Mon second objectif est personnel. Je suis la première de ma famille à avoir décroché un diplôme universitaire et mon parcours n’a pas été des plus simples. Il est important pour les étudiants de savoir que le succès ne saurait passer par une voie unique et je pense qu’il est nécessaire que les professeurs s’expriment là-dessus. Mes expériences m’ont donné la passion d’encourager les groupes traditionnellement sous-représentés à poursuivre des études supérieures. L’année dernière, j’ai donné une présentation à la conférence annuelle Richard-Tapia de l’ACM qui célèbre la diversité en informatique, conférence qui réunit étudiants et professionnels en informatique de toutes origines et ethnicités. Je consacre aujourd’hui une partie de mon temps libre, alors que nous sommes confinés chez nous, à examiner des propositions pour le consortium doctoral de l’année prochaine. Je me réjouis de participer (voire créer) des programmes similaires à l’Université de Toronto.

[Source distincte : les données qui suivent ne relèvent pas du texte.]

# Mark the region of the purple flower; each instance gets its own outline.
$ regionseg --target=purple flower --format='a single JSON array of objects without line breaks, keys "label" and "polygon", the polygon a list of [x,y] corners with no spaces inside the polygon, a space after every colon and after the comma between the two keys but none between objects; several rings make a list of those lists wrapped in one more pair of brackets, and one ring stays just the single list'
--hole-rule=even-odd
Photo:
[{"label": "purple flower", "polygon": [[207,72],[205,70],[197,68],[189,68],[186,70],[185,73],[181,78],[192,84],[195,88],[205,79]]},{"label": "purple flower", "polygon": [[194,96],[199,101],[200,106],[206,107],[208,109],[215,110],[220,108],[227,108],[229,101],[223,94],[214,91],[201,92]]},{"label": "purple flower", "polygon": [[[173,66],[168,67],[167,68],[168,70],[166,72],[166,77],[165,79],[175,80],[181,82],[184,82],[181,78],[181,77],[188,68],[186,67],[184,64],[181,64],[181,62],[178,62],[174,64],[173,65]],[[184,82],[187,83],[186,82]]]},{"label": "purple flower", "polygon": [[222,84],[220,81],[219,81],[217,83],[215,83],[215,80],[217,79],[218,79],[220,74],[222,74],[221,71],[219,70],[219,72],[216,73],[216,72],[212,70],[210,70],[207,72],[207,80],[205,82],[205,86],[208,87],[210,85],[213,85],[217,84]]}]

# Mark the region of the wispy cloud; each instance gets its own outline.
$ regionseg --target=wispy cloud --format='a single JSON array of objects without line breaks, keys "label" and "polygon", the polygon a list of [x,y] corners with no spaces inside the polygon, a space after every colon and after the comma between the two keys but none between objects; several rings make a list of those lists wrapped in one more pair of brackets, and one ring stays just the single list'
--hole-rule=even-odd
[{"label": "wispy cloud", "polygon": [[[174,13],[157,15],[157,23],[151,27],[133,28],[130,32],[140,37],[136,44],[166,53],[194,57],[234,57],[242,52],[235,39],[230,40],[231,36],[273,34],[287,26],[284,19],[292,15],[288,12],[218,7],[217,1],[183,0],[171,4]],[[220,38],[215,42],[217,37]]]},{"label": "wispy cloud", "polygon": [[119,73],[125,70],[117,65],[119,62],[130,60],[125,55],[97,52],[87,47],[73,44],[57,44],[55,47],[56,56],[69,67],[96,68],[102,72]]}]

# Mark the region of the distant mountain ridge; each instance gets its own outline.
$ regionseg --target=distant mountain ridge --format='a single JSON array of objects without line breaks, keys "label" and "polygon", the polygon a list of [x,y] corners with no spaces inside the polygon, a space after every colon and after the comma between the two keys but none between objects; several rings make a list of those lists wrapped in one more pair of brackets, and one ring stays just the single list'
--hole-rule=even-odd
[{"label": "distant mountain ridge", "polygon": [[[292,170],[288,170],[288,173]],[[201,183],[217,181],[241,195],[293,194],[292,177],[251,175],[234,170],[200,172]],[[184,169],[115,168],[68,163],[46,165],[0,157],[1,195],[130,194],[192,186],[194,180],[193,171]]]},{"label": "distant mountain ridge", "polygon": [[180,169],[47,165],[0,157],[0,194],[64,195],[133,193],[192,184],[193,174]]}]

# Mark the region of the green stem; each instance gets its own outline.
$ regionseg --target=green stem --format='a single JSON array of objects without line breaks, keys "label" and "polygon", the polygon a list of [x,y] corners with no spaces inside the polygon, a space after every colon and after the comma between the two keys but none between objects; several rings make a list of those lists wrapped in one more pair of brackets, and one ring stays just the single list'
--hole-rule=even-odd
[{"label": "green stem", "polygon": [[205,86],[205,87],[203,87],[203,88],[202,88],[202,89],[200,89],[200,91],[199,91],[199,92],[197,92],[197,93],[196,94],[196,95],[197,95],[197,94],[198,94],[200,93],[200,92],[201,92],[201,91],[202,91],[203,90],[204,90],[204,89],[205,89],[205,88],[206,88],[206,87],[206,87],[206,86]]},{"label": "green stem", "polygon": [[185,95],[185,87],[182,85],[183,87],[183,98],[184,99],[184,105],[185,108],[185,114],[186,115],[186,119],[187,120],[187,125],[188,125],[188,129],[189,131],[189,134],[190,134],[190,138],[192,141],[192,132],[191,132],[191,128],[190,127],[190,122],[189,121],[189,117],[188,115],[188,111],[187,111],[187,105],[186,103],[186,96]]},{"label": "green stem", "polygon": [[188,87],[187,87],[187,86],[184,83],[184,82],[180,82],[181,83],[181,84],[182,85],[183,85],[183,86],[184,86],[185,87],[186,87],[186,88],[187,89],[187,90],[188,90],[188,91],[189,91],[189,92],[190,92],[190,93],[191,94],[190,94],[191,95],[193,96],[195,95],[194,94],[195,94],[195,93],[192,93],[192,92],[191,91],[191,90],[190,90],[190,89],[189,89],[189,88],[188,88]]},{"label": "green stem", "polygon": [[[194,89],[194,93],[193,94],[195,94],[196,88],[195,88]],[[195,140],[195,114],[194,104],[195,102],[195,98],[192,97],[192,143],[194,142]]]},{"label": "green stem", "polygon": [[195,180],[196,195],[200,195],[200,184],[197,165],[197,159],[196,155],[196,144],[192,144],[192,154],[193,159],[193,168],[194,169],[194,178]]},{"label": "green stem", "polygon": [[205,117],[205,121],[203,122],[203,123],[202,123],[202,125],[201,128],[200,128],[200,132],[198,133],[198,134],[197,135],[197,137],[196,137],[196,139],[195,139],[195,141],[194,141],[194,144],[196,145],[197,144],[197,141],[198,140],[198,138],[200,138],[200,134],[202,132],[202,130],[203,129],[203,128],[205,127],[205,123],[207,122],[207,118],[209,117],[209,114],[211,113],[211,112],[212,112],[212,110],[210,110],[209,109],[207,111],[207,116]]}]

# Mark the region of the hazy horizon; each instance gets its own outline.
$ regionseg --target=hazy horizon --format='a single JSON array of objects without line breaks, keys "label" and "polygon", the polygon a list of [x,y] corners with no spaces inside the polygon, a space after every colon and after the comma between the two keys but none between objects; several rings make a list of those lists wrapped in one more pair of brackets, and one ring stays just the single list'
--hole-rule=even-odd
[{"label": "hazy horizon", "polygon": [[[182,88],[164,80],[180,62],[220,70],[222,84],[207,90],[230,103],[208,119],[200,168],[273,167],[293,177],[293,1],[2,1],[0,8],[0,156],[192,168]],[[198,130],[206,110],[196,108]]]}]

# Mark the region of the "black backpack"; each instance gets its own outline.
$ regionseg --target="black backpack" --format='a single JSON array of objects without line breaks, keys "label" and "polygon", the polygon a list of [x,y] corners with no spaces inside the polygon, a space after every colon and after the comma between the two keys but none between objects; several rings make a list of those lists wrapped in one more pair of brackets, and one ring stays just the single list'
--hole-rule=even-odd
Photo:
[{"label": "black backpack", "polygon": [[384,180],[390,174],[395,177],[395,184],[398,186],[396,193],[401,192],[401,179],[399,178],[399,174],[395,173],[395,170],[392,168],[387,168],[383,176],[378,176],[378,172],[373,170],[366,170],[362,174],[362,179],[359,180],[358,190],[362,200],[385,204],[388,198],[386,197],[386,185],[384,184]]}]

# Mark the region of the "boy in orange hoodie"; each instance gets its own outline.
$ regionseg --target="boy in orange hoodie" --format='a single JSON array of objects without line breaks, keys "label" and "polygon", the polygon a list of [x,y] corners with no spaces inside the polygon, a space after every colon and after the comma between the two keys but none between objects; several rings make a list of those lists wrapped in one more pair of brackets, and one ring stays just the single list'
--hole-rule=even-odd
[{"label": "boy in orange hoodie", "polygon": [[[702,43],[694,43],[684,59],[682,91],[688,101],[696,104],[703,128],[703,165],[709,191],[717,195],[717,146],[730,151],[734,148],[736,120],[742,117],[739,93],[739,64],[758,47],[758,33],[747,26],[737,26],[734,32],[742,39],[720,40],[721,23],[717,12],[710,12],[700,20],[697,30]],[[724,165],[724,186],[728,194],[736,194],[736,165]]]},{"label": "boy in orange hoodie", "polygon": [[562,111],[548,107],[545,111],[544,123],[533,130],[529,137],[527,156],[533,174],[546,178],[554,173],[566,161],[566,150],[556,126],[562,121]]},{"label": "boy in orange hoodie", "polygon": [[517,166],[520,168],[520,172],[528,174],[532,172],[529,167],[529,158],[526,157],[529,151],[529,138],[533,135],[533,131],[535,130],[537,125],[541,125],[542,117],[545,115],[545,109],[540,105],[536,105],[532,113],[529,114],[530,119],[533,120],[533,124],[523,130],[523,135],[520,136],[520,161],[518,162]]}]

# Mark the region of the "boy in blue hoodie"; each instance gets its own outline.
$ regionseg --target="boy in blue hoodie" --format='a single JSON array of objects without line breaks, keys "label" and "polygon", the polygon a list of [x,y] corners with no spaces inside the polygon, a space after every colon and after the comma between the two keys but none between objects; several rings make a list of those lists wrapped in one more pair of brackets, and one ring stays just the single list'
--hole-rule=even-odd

Est-ce que vous auriez des faits insolites à nous raconter sur vous? Que faites-vous dans votre temps libre pour vous détendre? Des passe-temps intéressants?
J’ai souvent déménagé lorsque j’étais petite et j’ai passé plusieurs années à Fargo, dans le Dakota du Nord. J’y ai commencé le patinage artistique de compétition et j’aime encore lacer les patins de temps à autre. Je fais aussi de la course d’endurance depuis une quinzaine d’années et je déteste qu’une journée se passe sans avoir couru quelques kilomètres. Et comme je l’ai mentionné, j’adore cuisiner—mais pas à la chaîne.